We'd like some way to, say, move the address of the
function value into rax
so we could start copying
values onto the stack.
But how do we get access to the function value?
To solve this, we are going to augment the calling convention in Fer-de-lance to pass along the closure-pointer as the zero-th parameter when calling a function.
So, for example, in call like:
(f 4 5)
We would generate code for the caller like:
mov rax, [rbp-16] ;; (wherever 'f' is stored)
<code to check that rax is tagged 101, and has arity 2>
push 10 ;; 2nd param = 5
push 8 ;; 1st param = 4
mov rax, [rbp-16] ;;
push rax ;; 0th param = closure
sub rax, 5 ;; remove tag
mov rax, [rax] ;; load code-pointer from closure
call rax ;; call the function
Now the function's closure is available on the stack, accessible just as the 0th argument so we can use that in the prelude for restoration.
Recommended TODO List
-
Move over code from past assignment and/or lecture code to get the basics going.
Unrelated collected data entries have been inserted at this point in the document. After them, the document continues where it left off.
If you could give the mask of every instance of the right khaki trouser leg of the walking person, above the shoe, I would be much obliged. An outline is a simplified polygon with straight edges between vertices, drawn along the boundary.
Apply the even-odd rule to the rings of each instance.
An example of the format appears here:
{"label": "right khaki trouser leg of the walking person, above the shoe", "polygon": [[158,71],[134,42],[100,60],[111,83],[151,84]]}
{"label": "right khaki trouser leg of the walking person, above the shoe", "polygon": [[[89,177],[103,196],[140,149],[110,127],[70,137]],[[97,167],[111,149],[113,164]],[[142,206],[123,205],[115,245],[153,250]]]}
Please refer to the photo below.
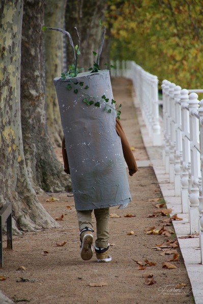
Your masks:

There is intentionally less support code this time to put less structure on how errors are reported, etc. Feel free to start with code copied from past labs. Note that the initial state of the tests will not run even simple programs until you get things started.
-
Implement the compilation of
Defn
andCall
, ignoring free variables. You'll deal with storing and checking the arity and code pointer, and generating and jumping over the instructions for a function. Test as you go. -
Implement
free_vars
, testing as you go. -
Implement storing and restoring of variables in the compilation of
Defn
(both in the function prelude and the place where the closure is created). -
Figure out how to extend your implementation to support recursive functions; it should be a straightforward extension if you play your cards correctly in the implementation of
Defn
(what should you "bind" the name of the function to, in the body of the function?)